Schall: Die Application Road ist als „virtuelle Präsentations-Struktur“ zu verstehen, wobei die besagten mehr als 150 Hersteller von Sondermaschinen, Anlagen und Komplettsystemen sowie die System-Integratoren die Hauptrolle spielen. In zweiter Linie folgen dann die Schlüsselkomponenten wie Subsysteme, Standard-Montagezellen, Roboter und andockbare Zuführsysteme. Den dritten Bereich bildet die unerlässliche zugehörige Peripherie wie Greifer, Handlingmodule, Materialflusseinrichtungen und Prozessstationen und im vierten Bereich sind die Komponenten wie Antriebe, Steuerungen, Sensorik usw. zur Ausrüstung der zuvor genannten Module, Subsysteme und Komplettanlagen vorzufinden. Wenn man so will, wandert der nach Lösungen suchende Konstrukteur von außen, also dem vierten Bereich nach innen und der Anwender wandert von innen, also der Komplettlösung, nach außen. Unterstützt werden die Fachbesucher dabei von zwei Spezial-Messeführern für den Anlagenbau und die Fügetechnik, wobei diese in Print und Online zur Verfügung stehen.
SCOPE: Welche Rolle spielt das Thema Industrie 4.0 auf der Motek und wie spiegelt sich das wider?
Schall: Wir zeigen Industrie 4.0 in der Praxis und zwar sowohl was vernetzungsfähige Komponenten als auch vernetzte Komplettsysteme anbelangt. Es gibt an der Motek wie an der Bondexpo wohl kaum mehr Bauteile, Baugruppen, Subsysteme und Komplettlösungen, die nicht durch I-4.0-Fähigkeiten gekennzeichnet sind. Die Aussteller haben längst ihre Hausaufgaben gemacht und bieten die entsprechenden Steuerungen, Kommunikations-Tools und vor allem auch die Software für die I-4.0-Integration an.
SCOPE: Parallel zur Motek findet die Verbindungstechnikmesse Bondexpo statt – wurde sie auch weiterentwickelt?
Schall: Die Bondexpo wurde von Anfang an als komplementäre Fachveranstaltung zu den Themen Kleben, Dichten, Dämmen, Schäumen, Vergießen aufgebaut und erfuhr durch die weiteren Themen Fügen und Verbinden, womit sowohl thermische als auch mechanische Verfahren gemeint sind, eine signifikante Weiterentwicklung. Ohne Kleben, Fügen, Verbinden gibt es keine Montage und schon gar keine Montagelösungen im Leichtbau. In diese Thematik haben wir schon frühzeitig investiert und immer daran festgehalten, was sich nun als absolut richtig erweist.
SCOPE: Die unvermeidliche Messe-Frage: 2015 verzeichneten Motek und Bondexpo mehr als 38.000 Besucher – mit wie vielen rechnen Sie dieses Jahr?

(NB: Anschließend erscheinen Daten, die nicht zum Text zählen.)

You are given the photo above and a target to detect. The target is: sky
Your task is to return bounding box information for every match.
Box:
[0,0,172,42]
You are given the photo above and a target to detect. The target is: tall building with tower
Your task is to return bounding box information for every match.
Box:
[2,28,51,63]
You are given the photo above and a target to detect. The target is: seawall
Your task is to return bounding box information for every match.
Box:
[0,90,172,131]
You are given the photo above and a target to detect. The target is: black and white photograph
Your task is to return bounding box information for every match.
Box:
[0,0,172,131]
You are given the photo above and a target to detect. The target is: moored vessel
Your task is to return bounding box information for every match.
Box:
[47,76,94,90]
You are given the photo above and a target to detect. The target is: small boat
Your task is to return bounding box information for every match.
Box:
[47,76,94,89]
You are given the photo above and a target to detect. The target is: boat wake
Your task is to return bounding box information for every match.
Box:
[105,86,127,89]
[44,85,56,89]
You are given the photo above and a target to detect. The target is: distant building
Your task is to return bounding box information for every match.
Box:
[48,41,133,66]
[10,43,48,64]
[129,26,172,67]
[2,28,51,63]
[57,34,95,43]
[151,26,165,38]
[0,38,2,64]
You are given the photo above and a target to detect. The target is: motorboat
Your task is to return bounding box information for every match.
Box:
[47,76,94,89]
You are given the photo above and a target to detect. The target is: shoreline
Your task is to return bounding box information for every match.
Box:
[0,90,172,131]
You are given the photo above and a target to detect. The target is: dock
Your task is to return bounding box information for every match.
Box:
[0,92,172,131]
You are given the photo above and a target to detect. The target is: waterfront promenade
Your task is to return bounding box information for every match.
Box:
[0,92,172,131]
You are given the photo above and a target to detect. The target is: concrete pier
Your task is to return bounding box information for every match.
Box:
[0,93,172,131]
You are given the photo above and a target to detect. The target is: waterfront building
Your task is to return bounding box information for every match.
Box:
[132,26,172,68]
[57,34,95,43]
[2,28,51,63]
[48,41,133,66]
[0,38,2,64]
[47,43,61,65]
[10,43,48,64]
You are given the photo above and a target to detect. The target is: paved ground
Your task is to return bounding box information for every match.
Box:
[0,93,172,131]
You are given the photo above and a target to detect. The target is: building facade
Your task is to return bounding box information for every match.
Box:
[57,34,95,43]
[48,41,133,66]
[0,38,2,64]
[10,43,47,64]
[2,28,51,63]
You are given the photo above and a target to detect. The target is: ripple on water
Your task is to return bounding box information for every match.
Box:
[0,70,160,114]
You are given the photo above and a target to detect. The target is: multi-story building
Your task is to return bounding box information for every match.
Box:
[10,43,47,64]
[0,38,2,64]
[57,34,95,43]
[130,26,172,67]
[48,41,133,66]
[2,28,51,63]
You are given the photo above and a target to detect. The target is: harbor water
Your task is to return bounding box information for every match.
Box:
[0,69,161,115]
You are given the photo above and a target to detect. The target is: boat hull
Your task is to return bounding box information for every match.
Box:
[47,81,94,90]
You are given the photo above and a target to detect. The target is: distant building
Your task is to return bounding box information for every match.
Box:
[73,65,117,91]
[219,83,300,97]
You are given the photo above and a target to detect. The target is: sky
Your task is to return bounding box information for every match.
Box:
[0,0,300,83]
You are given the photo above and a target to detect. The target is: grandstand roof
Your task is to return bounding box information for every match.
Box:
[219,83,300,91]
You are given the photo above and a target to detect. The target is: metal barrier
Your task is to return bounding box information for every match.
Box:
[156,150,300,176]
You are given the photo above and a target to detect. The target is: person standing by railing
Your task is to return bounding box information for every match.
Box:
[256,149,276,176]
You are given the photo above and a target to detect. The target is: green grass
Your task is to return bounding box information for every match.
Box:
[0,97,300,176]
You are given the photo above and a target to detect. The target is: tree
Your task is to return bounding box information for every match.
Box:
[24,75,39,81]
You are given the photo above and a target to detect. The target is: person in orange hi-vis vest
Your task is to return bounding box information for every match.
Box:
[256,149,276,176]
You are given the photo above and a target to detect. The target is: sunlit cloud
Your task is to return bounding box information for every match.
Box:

Schall: 2015 war für die Aussteller nach eigener Aussage anlässlich der Aussteller-Befragung ein sehr gutes und damit für beide Fachmessen ein sehr erfolgreiches Jahr. 2016 stehen wir bekanntlich im Wettbewerb mit der bereits durchgeführten Münchner Veranstaltung und gehen zuversichtlich ins Rennen um die Gunst der Fachbesucher aus nah und fern. Mit der Fokussierung auf die Kernthemen und den thematisch passenden Ausbau der Motek wie der Bondexpo sehen wir uns gut gewappnet, diesmal die Zahl 40.000 erreichen zu können.